NU, tentu saja tidak sendirian. Bukan sekadar organisasi, bukan pula sekadar massa yang bisa dihitung jumlahnya. Lebih dari itu, ia adalah tiang penyangga, sebuah epistemologi hidup yang merawat tenun keindonesiaan. Pernyataan itu menggema, menuntut permenungan: jika yang empunya peran—sang pemangku—goyah, maka Indonesia pun akan terhuyung, kehilangan salah satu jangkar terpentingnya.

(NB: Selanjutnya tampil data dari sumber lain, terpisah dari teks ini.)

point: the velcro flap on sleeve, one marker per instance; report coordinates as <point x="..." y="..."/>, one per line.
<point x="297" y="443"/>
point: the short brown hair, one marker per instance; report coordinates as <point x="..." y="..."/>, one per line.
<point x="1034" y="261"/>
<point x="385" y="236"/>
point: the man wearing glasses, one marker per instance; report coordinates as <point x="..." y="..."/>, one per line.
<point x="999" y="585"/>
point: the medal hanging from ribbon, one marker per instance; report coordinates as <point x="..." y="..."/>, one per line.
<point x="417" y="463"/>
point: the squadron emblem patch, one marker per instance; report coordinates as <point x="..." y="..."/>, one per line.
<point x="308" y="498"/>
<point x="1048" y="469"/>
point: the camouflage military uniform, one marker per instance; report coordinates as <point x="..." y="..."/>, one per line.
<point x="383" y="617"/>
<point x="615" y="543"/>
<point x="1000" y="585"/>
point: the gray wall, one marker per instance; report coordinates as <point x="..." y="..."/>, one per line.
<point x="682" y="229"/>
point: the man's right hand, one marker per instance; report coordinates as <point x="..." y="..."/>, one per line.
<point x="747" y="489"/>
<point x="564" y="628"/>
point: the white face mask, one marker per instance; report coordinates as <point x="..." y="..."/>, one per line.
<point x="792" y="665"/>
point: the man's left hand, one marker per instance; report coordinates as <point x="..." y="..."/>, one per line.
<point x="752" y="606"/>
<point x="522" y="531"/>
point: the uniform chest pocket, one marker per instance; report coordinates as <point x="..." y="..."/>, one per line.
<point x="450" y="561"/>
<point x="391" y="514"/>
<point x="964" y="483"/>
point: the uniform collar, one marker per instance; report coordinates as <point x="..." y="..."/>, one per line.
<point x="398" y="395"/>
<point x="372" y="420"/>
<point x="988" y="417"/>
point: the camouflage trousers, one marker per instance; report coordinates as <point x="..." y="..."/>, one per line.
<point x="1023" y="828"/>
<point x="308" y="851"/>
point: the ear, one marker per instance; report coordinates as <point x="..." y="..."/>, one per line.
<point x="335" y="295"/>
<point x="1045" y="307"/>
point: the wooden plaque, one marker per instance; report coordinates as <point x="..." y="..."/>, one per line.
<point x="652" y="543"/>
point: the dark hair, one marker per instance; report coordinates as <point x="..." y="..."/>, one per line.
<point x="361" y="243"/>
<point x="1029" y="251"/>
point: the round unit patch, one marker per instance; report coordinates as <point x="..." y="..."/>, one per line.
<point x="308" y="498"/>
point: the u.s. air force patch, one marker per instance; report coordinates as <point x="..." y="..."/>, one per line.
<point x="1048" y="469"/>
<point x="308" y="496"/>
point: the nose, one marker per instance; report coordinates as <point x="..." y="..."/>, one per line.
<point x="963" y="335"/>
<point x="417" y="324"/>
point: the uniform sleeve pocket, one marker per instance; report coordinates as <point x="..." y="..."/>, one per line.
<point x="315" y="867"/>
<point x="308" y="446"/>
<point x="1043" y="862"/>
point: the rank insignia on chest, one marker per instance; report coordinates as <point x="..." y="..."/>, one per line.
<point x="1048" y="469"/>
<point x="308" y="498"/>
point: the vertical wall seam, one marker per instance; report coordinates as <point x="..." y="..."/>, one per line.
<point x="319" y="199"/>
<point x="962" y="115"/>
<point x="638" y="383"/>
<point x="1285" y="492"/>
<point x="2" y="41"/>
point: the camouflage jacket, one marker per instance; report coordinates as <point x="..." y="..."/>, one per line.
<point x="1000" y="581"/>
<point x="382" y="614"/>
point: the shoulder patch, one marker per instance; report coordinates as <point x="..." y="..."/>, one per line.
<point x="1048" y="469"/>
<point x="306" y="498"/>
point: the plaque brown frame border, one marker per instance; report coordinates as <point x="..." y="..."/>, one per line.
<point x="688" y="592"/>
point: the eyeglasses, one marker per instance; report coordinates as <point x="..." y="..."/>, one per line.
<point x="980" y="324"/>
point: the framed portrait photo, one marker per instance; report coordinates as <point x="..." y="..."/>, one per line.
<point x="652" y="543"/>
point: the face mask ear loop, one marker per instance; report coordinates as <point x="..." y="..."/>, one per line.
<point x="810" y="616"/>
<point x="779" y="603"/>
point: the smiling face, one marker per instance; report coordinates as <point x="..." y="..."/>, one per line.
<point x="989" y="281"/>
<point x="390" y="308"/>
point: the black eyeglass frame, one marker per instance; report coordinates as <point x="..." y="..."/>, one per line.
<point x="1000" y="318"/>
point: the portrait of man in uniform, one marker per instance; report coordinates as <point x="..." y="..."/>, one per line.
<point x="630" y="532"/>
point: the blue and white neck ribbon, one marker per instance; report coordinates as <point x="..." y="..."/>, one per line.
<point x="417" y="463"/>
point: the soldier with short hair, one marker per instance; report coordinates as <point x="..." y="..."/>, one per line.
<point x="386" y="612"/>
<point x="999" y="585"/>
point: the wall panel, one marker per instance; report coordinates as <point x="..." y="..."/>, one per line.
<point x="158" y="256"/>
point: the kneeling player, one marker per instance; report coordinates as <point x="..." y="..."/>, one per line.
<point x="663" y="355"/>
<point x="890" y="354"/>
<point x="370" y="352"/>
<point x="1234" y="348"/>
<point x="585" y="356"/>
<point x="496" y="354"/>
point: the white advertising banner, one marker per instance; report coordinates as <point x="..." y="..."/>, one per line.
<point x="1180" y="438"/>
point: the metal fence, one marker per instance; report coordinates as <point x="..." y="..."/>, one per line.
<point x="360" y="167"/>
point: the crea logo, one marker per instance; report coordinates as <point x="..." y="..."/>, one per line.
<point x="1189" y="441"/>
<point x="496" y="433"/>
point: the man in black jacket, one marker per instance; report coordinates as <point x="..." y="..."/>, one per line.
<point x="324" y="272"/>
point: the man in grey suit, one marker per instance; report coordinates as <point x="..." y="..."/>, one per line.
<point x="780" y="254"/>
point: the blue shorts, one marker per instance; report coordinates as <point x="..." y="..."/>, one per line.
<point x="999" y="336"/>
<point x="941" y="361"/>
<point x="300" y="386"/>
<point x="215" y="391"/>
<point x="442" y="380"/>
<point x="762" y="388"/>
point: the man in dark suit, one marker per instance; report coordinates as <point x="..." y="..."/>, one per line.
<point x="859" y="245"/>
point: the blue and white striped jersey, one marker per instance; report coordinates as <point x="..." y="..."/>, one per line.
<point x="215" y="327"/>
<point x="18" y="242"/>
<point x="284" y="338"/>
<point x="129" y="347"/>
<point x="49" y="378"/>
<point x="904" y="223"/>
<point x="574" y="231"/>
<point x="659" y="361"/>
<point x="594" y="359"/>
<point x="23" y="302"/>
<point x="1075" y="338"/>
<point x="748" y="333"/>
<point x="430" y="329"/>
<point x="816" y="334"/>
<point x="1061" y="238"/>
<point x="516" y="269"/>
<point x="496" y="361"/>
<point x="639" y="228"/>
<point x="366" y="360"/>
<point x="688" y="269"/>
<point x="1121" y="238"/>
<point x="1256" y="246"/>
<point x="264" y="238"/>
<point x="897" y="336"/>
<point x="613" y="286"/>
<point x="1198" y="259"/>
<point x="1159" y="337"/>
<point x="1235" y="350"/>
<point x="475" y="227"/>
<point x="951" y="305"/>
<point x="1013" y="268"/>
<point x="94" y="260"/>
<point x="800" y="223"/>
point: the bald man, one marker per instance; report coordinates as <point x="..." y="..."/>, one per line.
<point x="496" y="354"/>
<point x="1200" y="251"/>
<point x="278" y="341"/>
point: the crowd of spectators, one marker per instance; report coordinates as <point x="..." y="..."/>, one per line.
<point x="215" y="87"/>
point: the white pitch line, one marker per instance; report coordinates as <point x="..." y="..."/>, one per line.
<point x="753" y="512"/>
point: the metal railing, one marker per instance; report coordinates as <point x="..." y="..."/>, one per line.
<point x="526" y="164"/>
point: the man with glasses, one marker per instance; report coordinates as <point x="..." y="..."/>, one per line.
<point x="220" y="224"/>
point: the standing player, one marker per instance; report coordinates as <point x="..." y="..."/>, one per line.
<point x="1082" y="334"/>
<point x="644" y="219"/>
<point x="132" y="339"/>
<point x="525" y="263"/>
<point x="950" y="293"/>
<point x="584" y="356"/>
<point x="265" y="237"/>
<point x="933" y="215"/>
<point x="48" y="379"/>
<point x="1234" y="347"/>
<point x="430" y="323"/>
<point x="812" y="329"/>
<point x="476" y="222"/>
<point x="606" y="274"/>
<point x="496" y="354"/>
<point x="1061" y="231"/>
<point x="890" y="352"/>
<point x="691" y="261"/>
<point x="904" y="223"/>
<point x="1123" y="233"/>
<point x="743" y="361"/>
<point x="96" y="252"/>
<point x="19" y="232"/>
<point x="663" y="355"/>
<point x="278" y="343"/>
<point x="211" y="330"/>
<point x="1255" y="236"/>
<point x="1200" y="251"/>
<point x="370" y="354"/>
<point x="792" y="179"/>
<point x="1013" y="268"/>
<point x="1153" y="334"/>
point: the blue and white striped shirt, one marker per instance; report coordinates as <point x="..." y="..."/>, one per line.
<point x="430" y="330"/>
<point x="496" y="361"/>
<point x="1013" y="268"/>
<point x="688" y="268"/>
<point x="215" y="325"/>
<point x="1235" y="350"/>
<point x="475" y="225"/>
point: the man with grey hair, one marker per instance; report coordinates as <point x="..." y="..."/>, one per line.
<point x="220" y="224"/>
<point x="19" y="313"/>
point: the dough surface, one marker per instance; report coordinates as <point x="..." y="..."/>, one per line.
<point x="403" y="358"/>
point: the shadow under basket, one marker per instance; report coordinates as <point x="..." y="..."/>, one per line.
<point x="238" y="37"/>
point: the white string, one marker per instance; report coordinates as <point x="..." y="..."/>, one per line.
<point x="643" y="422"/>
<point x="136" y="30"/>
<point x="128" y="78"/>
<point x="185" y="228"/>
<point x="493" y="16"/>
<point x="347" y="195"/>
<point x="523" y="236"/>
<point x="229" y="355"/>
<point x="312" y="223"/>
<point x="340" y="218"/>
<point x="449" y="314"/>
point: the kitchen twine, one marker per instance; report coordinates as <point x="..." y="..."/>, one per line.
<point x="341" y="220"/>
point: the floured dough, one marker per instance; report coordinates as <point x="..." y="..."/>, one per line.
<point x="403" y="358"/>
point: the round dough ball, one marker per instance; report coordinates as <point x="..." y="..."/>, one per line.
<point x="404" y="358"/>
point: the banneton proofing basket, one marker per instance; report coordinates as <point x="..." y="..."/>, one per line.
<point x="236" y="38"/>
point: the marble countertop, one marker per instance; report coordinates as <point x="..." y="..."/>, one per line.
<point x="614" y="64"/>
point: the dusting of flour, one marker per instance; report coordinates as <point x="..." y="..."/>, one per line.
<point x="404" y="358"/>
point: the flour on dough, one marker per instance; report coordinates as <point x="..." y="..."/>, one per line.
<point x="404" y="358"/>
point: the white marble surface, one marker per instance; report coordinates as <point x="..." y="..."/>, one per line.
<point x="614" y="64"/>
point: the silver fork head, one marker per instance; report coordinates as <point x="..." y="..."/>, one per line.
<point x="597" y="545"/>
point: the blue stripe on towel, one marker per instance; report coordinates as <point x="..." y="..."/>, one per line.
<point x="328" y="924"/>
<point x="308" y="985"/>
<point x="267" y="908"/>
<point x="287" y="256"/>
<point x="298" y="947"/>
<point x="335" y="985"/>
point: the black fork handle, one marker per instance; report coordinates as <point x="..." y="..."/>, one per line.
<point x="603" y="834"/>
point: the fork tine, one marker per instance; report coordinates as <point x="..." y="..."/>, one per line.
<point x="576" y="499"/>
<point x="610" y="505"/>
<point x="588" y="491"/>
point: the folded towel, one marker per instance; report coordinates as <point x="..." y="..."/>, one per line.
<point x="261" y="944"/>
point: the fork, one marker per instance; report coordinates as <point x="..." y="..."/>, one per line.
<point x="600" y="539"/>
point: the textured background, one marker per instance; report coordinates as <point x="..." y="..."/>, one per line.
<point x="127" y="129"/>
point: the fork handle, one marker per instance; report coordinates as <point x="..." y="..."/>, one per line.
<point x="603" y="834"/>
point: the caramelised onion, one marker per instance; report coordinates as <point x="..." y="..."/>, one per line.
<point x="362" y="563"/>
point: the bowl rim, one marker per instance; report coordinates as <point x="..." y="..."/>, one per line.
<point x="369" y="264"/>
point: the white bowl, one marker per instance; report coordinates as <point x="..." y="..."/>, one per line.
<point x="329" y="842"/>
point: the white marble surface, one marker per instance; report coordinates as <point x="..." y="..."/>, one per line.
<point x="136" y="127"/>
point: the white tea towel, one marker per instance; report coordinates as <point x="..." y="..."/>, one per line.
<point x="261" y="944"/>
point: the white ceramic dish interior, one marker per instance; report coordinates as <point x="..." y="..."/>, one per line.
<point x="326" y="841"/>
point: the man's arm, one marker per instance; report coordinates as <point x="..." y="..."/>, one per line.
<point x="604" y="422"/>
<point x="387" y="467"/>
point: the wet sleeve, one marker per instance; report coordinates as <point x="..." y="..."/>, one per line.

Sebuah pandangan yang menempatkan tanggung jawab NU melampaui urusan internalnya sendiri, masuk ke dalam denyut nadi eksistensi republik. Lalu, Kiai Muadz Tohir, dengan suaranya yang tenang, melengkapi gambaran itu dengan perspektif yang lebih dekat dengan keseharian, dengan denyut hidup di pesantren dan di tengah masyarakat. Beliau menekankan pentingnya mujahadah dan munajat sebagai ruhhul harakah (batiniah pergerakan).
Sebab, pada akhirnya, kekuatan sejati bukan hanya pada struktur yang kokoh, melainkan pada ketulusan niat dan kedalaman spiritual mereka yang menggerakkannya, katanya. Dan, kini barangkali, tak ada yang lebih tragis dari sebuah ironi: sebuah organisasi lahir untuk merawat persaudaraan, namun di usia melenium keduanya, justru terkoyak oleh dinamika internal.
Nahdlatul Ulama (NU), entitas kultural dan keagamaan terbesar di negeri ini, kini sedang menghadapi momen tergelincir. Polemik di tubuh PBNU—entah soal tambang, zionis, tata kelola keuangan atau arah politik, tafsir mandat, atau sekadar perebutan pengaruh—telah menciptakan retakan nyata. Sesama kader, yang dulu dipersatukan dalam satu barisan, kini saling berhadapan, memunculkan "dinamika" yang lebih mirip konflik terbuka ketimbang musyawarah mufakat.